What is a geotechnical report?
Geotechnical reports indicate whether a particular site is suitable for the construction of a permanent or temporary structure. Geotechnical reports assess the safety of the proposed construction by indicating whether the soil and other geological conditions of the site will provide the necessary support for the development. A geotechnical report may be required before the construction of buildings, walls, roads and other structures.
Please note: As part of the geotechnical report, a subsurface investigation is required, which will include borings on the site, and may require heavy equipment on the site.
When is a geotechnical report required?
The applicant must submit a geotechnical report in the three situations described below.
1. Landslide-Prone Overlay (Zoning Code §906.04):
- Any application for new construction or for a multi-story addition, must submit a full geotechnical report
- Any application for a parking pad, deck, porch, stoop, balcony, retaining wall or one story addition, must submit evidence from a certified geotechnical professional that the proposal will not increase the susceptibility of landslides on the subject property or surrounding property
2. Undermined Area Overlay (Zoning Code §906.5):
- Any application that includes new construction or an enlargement of an existing structure in the Undermined Overlay must submit a Coal Status Report with maps from the State Bureau of Mines. The Coal Status Report may be requested for a specific property address or parcel ID by emailing firstname.lastname@example.org or calling 724-769-1100
- For single family dwellings, a geotechnical report is required only if the Coal Status Report shows less than 100 ft of overburden
- For all other new construction or enlargement of existing structures, a geotechnical report is required regardless of the amount of overburden
3. Steep Slopes (Zoning Code §915.02.A.1);
- Cut or filled slopes shall not exceed 25% unless the applicant submits a geotechnical report that certifies the safety and suitability of such slopes
When is a geotechnical report not required?

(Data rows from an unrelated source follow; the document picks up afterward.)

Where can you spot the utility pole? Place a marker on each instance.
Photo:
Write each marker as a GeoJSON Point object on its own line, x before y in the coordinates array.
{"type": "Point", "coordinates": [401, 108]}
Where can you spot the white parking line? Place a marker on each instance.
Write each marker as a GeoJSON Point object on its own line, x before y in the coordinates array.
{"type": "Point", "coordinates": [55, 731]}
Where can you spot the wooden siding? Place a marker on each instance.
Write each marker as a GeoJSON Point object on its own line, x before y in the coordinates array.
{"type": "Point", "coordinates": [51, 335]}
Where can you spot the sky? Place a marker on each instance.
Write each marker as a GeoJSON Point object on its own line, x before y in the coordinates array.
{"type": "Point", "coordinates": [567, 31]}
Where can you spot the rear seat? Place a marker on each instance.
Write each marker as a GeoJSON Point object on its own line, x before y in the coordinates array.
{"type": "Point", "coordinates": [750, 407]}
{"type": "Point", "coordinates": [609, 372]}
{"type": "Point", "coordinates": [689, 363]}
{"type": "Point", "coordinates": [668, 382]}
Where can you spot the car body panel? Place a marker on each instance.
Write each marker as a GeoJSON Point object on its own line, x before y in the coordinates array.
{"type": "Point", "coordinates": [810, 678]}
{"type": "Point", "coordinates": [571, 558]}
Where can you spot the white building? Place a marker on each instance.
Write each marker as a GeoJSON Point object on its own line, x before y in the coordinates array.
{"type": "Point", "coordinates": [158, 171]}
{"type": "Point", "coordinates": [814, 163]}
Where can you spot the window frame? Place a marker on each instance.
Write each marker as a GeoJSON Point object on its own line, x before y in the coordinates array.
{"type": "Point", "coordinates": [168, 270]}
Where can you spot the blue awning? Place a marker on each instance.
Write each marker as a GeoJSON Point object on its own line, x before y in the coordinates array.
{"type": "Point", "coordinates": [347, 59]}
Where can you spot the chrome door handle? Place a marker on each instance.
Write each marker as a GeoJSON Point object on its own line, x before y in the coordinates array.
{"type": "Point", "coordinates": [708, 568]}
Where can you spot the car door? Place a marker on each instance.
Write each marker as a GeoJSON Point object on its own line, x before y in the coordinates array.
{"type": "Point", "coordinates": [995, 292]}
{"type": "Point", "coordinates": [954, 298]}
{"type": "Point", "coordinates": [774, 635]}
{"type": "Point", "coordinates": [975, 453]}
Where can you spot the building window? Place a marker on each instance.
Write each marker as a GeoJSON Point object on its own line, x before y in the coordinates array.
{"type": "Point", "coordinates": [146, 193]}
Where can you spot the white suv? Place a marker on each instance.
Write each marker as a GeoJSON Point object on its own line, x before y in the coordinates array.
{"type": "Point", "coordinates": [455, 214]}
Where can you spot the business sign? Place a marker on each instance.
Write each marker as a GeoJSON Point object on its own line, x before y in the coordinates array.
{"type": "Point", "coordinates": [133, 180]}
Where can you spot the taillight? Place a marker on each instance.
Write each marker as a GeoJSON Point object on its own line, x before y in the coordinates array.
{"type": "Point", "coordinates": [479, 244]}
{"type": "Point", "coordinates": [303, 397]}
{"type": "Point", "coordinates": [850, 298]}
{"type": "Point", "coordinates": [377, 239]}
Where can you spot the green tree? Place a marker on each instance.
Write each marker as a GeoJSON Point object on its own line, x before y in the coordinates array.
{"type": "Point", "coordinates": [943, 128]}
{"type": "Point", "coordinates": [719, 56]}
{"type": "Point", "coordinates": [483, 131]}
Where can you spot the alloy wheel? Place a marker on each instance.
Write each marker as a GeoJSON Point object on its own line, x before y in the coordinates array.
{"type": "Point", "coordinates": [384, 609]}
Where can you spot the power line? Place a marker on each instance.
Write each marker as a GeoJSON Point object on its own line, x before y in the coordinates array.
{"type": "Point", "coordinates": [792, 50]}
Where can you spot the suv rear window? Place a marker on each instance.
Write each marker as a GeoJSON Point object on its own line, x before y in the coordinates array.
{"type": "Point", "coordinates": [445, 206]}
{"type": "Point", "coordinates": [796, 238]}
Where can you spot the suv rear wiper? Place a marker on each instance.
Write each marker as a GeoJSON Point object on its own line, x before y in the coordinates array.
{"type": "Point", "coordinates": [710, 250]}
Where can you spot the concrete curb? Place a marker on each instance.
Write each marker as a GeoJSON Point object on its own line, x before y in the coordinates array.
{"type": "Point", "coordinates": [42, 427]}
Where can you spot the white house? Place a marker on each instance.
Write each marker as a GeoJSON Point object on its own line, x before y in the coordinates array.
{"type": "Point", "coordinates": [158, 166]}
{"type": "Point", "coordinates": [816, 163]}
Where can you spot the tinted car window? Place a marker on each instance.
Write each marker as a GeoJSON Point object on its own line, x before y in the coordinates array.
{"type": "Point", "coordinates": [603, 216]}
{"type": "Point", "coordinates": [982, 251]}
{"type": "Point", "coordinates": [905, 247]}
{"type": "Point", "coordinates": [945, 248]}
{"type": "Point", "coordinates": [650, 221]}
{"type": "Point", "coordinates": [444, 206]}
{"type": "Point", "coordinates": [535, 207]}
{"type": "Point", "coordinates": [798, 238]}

Typically if you have a smaller project with little or no impact to the soils, a geotechnical report may not be needed. This is not an exhaustive list, but it provides examples of construction in which a geotechnical report may not be required:
- Installation of fences no taller than 6 feet
- Project has no impact to the site (i.e. interior renovations, etc.)
- Deck renovation with no change to the posts or structure
- Sheds less than 120 sq ft
- Exterior repair of an existing structure when there is no alteration to the building envelop
If any of the above items will change the slope or are located near the edge of the slope, the applicant will need to submit evidence from a certified geotechnical professional that the proposal can be safely accomplished.
If you have an existing approved geotechnical report and your proposed project is not increasing the impact to the soil and other geological conditions, the existing, approved geotechnical report may be valid for the new proposal.
What is required in the geotechnical report?
The report will include written and graphic summary of the subsurface investigation, conclusions or assessment from that investigation, and recommendations for the proposed project. The following items must be included in all geotechnical reports:
- Field Investigation with site plan
- Subsurface Investigation*
- Recommendations for the project/scope of work
- Site plan with landslide prone area overlay, undermined area overlay, and steep slope contours shown (as applicable)
- Demolition plan (as applicable)
- Grading plan
- Professional signature and sealed with liability insurance information
*These subsurface investigation should detail any findings and should include a map that illustrates the investigation. Include site photos if possible.
Who can create a geotechnical report?
Professionals with credentials and who carry liability insurance (individually or as a professional group) may produce a geotechnical report. These include:
- Soil Engineers
- Professional Civil Engineers
- Geotechnical Engineers
- Professional or Engineering Geologists
Who reviews the geotechnical report?
Geotechnical reports are reviewed by the Department of City Planning and by the Department of Permits, Licenses, and Inspections.
Planning staff will evaluate it for completeness during the site plan review. Department of Permits, Licenses and Inspections staff will review it with the building permit(s) to ensure that the recommendations and assessments are consistent with the drawings submitted.